Last Wednesday evening I finished my formal training at The Raptor Center. When I first began volunteering at The Raptor Center I joined the transport crew. The transport crew is a group of on call volunteers who are sent out to pick up injured raptors that people find but can not bring in themselves. I really wanted to do education but I was not sure if I could fit it into my work schedule. Since I had already rescued an immature bald eagle on my own, I decided that transport would be a good place to start as a volunteer. However I was not satisfied with just doing transport. I wanted to be more involved then just being an on call volunteer waiting for a phone call so that I could help out, so I asked if I could come in during my on call hours and help out. So I ended up as the lobby assistant on Wednesday afternoons greeting people and helping out. However I still wanted to do more. I really enjoy working with the public to educate them about raptors so I asked about moving to the education crew. It took a while but they finally set up an official volunteer training.
The training made for a couple of really long days, work 8 hours, then off to volunteer for about 4 hours, grab a quick bite to eat and then back for about 3 hours of training. It was long but fun and I am very excited to be starting on the education crew. Since Emily had taken over the lobby assistant duties I asked to shadow a tour that Adam was giving. Adam is one of the staff so it was really interesting and informative tagging along on the tour. His back ground is in environmental education and it really showed. This particular tour was for a donor who was adopting our educational barn owl named Whisper. So after the tour Adam gave the donor the special treatment and brought Whisper out so that the group could get a closer look. This gave me the opportunity to get some nice pics.

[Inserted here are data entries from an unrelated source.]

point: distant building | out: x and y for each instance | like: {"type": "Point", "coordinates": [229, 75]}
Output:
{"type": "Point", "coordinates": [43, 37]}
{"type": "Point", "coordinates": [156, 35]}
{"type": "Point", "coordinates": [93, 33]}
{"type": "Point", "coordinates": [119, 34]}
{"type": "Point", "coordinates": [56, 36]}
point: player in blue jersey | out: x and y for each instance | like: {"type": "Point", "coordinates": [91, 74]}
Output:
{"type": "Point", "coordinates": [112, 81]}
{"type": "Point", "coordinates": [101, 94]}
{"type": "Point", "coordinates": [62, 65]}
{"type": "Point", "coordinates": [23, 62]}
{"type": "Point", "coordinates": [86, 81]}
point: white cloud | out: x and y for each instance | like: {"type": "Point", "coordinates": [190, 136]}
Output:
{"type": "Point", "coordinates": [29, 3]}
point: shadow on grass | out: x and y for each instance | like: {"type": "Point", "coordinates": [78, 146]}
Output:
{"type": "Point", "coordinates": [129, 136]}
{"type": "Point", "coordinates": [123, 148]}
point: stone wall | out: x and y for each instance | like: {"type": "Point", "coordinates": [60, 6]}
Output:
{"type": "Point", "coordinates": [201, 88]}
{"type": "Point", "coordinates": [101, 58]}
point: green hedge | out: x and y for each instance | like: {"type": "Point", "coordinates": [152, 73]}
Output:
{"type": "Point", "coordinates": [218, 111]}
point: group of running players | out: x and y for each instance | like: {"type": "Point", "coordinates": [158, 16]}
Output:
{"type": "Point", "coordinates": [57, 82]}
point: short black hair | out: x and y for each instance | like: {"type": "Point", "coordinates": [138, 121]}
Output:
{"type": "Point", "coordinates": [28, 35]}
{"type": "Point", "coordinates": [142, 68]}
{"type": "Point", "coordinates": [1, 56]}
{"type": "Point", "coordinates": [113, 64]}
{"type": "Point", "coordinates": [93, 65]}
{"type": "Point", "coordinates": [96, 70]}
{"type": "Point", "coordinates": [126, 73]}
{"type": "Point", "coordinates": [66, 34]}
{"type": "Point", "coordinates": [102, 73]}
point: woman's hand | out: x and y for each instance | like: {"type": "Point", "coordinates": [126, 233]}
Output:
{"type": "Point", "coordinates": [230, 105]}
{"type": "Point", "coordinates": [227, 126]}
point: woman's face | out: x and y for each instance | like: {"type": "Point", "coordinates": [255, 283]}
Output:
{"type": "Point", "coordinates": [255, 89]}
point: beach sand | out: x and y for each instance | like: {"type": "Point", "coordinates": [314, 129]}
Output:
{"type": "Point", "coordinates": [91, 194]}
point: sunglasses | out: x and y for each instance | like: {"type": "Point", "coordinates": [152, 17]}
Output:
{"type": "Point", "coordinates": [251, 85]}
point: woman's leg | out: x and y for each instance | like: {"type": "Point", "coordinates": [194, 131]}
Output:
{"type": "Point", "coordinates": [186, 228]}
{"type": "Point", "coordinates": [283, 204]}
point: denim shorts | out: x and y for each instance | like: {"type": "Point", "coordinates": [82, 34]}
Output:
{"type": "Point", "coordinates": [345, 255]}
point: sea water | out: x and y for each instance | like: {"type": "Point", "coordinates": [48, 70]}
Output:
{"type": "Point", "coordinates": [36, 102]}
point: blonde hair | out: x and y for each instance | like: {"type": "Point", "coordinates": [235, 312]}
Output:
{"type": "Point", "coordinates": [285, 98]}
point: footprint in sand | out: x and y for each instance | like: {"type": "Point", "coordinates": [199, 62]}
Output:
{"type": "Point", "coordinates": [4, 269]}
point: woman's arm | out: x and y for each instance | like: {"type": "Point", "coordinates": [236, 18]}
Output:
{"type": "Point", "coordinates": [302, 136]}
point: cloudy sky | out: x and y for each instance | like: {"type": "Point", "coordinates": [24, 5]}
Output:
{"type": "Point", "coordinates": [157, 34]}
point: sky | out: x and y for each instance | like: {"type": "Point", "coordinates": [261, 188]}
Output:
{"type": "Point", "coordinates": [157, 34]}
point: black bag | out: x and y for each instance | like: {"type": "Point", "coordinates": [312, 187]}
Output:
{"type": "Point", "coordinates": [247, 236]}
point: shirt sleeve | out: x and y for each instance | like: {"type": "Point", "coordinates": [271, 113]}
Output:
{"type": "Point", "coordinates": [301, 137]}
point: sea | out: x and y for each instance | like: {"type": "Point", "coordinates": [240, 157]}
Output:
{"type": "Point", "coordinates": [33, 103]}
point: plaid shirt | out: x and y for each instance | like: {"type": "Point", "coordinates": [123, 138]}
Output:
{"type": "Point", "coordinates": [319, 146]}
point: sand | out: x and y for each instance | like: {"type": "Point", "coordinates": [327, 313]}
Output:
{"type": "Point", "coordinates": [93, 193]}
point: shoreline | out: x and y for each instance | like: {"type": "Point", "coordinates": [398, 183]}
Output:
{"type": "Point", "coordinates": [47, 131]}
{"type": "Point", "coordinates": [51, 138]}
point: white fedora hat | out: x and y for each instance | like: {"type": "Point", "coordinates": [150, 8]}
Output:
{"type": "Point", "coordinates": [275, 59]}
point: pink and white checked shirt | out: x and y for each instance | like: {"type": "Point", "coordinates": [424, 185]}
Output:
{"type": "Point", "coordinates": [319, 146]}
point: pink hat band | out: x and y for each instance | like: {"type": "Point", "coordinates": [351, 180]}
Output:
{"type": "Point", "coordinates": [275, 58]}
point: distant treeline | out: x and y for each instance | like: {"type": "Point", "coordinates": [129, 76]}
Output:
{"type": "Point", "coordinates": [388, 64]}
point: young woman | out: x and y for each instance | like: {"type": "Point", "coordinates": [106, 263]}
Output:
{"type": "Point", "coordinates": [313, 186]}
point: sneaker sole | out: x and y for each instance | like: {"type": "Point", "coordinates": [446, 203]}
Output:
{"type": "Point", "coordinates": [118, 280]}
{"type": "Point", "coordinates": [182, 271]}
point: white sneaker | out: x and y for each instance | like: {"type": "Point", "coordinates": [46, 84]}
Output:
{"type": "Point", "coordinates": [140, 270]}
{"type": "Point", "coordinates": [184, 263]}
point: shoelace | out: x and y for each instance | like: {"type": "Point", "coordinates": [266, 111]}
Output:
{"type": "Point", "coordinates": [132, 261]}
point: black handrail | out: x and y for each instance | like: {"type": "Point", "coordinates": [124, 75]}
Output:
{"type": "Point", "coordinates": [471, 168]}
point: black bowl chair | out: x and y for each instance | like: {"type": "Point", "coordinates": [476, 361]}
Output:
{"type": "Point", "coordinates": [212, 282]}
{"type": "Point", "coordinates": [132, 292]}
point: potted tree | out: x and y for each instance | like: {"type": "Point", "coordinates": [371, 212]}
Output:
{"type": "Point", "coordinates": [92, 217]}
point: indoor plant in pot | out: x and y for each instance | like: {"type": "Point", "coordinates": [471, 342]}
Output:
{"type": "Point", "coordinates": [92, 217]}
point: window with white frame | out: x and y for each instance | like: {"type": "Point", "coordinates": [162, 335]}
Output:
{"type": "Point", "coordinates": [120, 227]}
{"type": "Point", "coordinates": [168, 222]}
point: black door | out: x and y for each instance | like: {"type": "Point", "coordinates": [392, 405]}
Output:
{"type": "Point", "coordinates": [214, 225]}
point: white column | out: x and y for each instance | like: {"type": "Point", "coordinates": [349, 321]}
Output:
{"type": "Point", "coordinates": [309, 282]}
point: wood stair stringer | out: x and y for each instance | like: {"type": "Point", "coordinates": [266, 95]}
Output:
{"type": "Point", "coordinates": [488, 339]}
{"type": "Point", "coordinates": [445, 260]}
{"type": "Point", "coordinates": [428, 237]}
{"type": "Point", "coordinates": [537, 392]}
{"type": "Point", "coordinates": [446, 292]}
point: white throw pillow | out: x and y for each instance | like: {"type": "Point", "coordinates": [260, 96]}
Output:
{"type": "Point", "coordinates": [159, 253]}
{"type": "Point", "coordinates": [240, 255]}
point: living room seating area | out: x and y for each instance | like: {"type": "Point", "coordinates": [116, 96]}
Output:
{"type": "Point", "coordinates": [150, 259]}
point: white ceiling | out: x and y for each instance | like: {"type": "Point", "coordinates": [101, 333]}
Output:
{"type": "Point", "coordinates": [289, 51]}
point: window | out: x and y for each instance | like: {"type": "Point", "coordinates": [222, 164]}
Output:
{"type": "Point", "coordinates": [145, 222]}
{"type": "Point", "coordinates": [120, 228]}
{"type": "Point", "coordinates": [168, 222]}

We don't really have barn owls in Minnesota except for occasional sightings. The winters here are just typically too cold for their liking and there is a lack of old barns to roost in.
Although they are not commonly found in Minnesota the barn owl is found on every continent around the world except Antarctica. There are up to 46 different varieties with the North American version being the largest.
Barn owls are rare in the bird world because the female is actually more colorful then the male. Females typically have more red in the chest area and are more heavily spotted. It is believed that the number of spots indicate the quality of the female to a potential mate.
Barn owls have superb hearing. They have the ability to find their prey better in complete darkness then any other animal tested.Barn owls have a high metabolism and are very efficient at controlling the populations of mice and other rodents. It has been calculated that an average barn owl living 10 years could catch and eat as many as 11,000 mice in its lifetime.